Oz Final Project

Group #21

  • David Dohan

  • Miles Yucht

  • Andrew Cheong

  • Shubhro Saha

Oz authenticates individuals into computer systems using sequences of basic hand gestures.

Links to previous blog posts:

Link to P1 Submission

Link to P2 Submission

Link to P3 Submission

Link to P4 Submission

Link to P5 Submission

Link to P6 Submission


First trial: Video Demo

Sample use + voiceover:Video with voiceover

The key components of Oz are a webcam, browser plugin, and gesture recognition engine. We also use a black glove ease recognition in the prototype. When a user is on a login page (specifically Facebook for our prototype), they can select the Oz browser plugin and add a user to the system. After a user has been added, they may be selected in the plugin, and authenticated by entering their series of hand gestures. The chrome plugin uses a python script to handle acquiring and classifying the hand image from the webcam. The system is fully integrated into the browser.

Changes since P6:

  • Previously, all of the gesture acquisition was completed in Python code, as we thought that Oz would basically provide a simple API and take care of all of the image acquisition, simply handing the username/password (or a corresponding hash) to the browser. In this iteration, we developed a Chrome extension that dynamically interacts with the user and masks all of the low-level text interface that we used in P6.

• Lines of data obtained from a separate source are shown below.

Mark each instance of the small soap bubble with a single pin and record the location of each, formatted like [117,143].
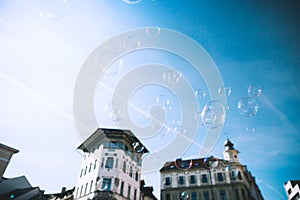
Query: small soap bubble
[115,110]
[200,94]
[224,91]
[172,76]
[254,90]
[213,114]
[247,106]
[184,196]
[132,1]
[138,147]
[152,31]
[183,164]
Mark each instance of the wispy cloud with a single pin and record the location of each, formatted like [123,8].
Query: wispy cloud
[278,113]
[36,95]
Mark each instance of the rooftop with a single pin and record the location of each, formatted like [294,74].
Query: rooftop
[102,134]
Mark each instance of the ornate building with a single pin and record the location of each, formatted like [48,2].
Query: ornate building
[111,166]
[209,178]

  • In order to make the browser plugin more interactive and responsive to the user, the gesture acquisition code is now done in Javascript in the plugin.  This is the most visible change to the user.  This involved a significant rewrite of our plugin/script communication architecture.  The plugin includes interfaces to select the user, add new users, reset password, and login.

  • In moving user interaction into the plugin, we made several changes to the user interaction:

    • There is now explicit feedback to the user when a gesture is read in.  This is indicated by a graphic similar to the following one:

    • The user can select a recently used profile without any typing (by tapping it on a touch screen or clicking it with a mouse).  This means there is no need for keyboard interaction in many cases.

  • We made additional changes that are less obvious on the user-facing side in security.  We have modified our program so user information is encrypted using the series of gestures as a key for secure storage.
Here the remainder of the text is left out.